Chapter 5 Data Upload

OmicsView gives users the option to add their own data, or published data that is not on the portal yet. This is achieved through the “Internal Data” option under “My Results.”

FigureS5.0.1

To add a new dataset, click on the link “Import Internal Data” that will lead you to a page like below.

FigureS5.0.2

5.1 Data Type

There are three types of project data. The file requirements for each data type are summarized in the table below.

FigureS5.1.1

When you select different Data Types, the Upload Your Data session in the page changes accordingly.

FigureS5.1.2

5.1.1 Supported Data File Format

The system support two data formats:

  • The csv format (comma separated)
  • The tab delimited format

Be sure that your source data files are in the supported format. Usually Auto Detect is selected as default and doesn’t need to change.

5.1.2 Expression Data Format

The Gene Level Expression file can have two formats: Matrix format and Table format. Click on the Help link below the selection box to see examples.

FigureS5.1.3

The Study option is useful if you want to include the uploaded project in a specific study. And the Access option can be checked if you want to make your project viewable by all the users.

5.2 Data Upload options

Instead of uploading the source data file individually, you can compress your data files into a zip file and upload only this zip file. The application will determine the data type based on the file name. Make sure that your zip file contains the following files with exactly the same file names. You can check the requirement of the zipped file for each data type by clicking on the Requirement link under the Choose File box in the Upload Your Data session.

FigureS5.2.1

This table below summarizes the file requirement for all data types.

FigureS5.2.2

5.3 Source File format

You can always check the source file format by looking at the example files. They are located below each file selection box.

FigureS5.3.0

5.3.1 Project Info file

FigureS5.3.1.1

  • Only ProjectID is required and must be unique across the system.
  • The other four fields are highly recommended.
  • The user can add one or more projects.

Save the file in the supported format and upload to the system. The system has a tool to check all the available fields and existing values for the project info file. Click on Distinct Values in Table under the Other Tools in the left menu.

FigureS5.3.1.2

And you will see a searching tool.

FigureS5.3.1.3

Select your interested fields to check the existing values for that field. Try your best to use the same value for the same info, which can ensure your imported projects are comparable when doing cross-project analysis.

FigureS5.3.1.4

5.3.2 Sample Info file

Recommended fields

FigureS5.3.2

  • The first three fields (in bold) are required.
  • SampleID should be unique in the same project.
  • The projectID field should match with the projectID field in the Project Info file.
  • The platformName should be one from the available values in the Distinct Values table.
  • The other fields listed here are not required but highly recommended. These are used to capture information provided by researchers about the samples.
  • The headers must match one of the distinct fields in the Distinct Values tool. If the column header provided by the user does not match any available field, the system will show the unmatched fields in the file and let you manually map it to a known field.

To check the available fields and existing values, you can also check the Distinct Values tool by selecting Samples in the box.

5.3.3 Comparison Info file

Recommended fields

FigureS5.3.3

  • The first three fields (in bold) are required.
  • ComparisonID should be unique in the same project.
  • The projectID field should match with the projectID field in the Project Info file.
  • The platformName should be one from the available values for the platformName in the Distinct Values table.
  • The next two fields Case.SampleIDs and Control.SampleIDs should be used to list the sampleIDs used as cases or controls for the comparison. Separate sampleIDs by comma.
  • The other fields listed here are not required but highly recommended. For example, ComparisonCategory is used in group comparisons in dashboard. Case.DiseaseState and Case.Tissue are used in coloring or grouping bubble plots.
  • The headers must match one of the distinct fields in the Distinct Values tool.
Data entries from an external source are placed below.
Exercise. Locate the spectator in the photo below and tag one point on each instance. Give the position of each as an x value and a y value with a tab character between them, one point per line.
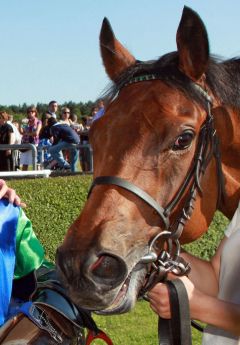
52	109
30	136
63	136
65	116
101	110
212	289
6	137
17	140
78	127
44	156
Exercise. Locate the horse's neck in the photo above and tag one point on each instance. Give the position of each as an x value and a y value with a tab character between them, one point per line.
228	129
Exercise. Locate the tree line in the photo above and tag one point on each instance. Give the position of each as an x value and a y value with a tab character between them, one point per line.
81	109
If the column header provided by the user does not match any available field, the system will show the unmatched fields in the file and let you manually map it to a known field.

5.4 Data Formats

There are certain formats for gene expression data and comparison data files. The data format below applies to both RNA-Seq and Array data.

5.5 Gene Expression Data

For gene expression data (RNA-Seq or microarray), two types of formats are supported.

FigureS5.4.1

The Gene must be listed in the first column. The IDs can be official gene symbols, gene IDs (Entrez Id), or Ensembl IDs. The system will automatically recognize the IDs and map the IDs to the gene annotation table. The SampleIDs must match the sampleIDs in the Sample Info file.

5.6 Comparison Data

For comparison data, the following template should be used.

FigureS5.4.2

List one or more comparisons in the table. The Gene must be listed in the first column. The IDs can be official gene symbols, gene IDs (Entrez Id), or Ensembl gene IDs. The system will automatically recognize the IDs and map the IDs to the gene annotation table. The second column must be ComparisonID, which must match the comparisonIDs for the Comparison Info file. For each row, three values should be entered, logFC is the log2 Fold Change, P.Value, and adj.P.Val (FDR). Most statistical packages output these three values. If some values are missing, enter NAs.